Some elementary school students in Prince George’s County have as little as 15 minutes of recess per day. PGCPS policy states that recess for students in kindergarten through fifth grade should be “no less than 15 minutes per day and for no more than 30 minutes per day.” (Middle school and high school students do not have recess.)

playground_6394.v01b.25percentIn a 2013 policy statement, the American Academy of Pediatrics has written about the “crucial role” of recess as an “essential, planned respite from rigorous cognitive tasks.”

The AAP does not recommend a specific number of minutes for daily recess. However, its recess policy statement notes that across the nation, “the length specified for recess ranges widely, from 20 to 60 minutes per day,” suggesting that a 15 minute recess is outside the norm.

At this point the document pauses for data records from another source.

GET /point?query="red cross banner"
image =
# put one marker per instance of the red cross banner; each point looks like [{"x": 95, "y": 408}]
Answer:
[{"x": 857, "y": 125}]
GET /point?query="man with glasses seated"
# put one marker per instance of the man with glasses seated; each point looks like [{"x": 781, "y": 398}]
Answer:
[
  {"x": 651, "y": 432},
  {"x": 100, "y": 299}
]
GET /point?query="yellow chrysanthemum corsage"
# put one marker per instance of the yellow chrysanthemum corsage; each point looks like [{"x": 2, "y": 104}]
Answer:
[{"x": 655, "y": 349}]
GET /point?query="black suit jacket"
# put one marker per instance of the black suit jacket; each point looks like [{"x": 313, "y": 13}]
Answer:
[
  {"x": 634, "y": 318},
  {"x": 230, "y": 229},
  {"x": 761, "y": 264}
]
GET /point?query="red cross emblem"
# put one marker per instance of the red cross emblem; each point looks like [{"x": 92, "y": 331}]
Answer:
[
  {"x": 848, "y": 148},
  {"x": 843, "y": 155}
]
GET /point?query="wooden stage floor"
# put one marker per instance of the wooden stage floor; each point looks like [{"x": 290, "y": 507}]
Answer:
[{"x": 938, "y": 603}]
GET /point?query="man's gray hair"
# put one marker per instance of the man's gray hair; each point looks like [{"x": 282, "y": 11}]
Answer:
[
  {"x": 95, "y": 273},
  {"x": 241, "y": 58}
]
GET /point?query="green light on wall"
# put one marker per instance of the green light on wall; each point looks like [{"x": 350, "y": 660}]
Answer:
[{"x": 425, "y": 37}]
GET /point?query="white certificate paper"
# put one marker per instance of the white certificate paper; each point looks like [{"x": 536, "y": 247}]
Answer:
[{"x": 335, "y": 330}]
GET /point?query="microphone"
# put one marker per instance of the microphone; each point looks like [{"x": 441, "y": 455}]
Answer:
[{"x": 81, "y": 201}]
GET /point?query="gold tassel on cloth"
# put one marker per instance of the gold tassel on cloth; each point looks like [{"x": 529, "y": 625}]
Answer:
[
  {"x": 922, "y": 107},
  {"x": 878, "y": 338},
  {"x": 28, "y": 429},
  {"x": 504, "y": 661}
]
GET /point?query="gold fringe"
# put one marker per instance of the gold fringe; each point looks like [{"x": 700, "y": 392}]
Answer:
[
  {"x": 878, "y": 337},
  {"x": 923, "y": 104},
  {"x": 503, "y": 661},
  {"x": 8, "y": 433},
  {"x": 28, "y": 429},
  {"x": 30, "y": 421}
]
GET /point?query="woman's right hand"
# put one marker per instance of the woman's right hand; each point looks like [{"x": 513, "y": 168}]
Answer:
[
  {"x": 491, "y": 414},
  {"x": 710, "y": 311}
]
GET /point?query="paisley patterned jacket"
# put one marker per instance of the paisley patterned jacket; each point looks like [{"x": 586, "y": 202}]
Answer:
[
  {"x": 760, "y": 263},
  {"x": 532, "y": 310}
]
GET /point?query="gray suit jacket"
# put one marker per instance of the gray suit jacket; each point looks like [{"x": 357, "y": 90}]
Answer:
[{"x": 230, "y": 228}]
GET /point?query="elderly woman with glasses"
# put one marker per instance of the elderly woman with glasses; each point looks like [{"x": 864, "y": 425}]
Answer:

Recess Policies of Nearby Districts

How does PGCPS’s recess policy for elementary schools compare with policies in nearby districts?

  • Montgomery County requires that recess for elementary school students be between 20 and 30 minutes.
  • Howard County elementary schools schedule a 30 minute recess into the school day.
  • Anne Arundel County Public Schools cites on its website the recommendation of the National Association for Sport and Physical Education (NASPE) that recess be at least 20 minutes per day. (Read the full NASPE statement here.)
  • Fairfax County elementary schools recently increased their scheduled recess to 20 minutes per day, after the recent move to a full-day schedule on Mondays.
  • DC Public Schools allow for a minimum of 20 minutes of recess per day in elementary school.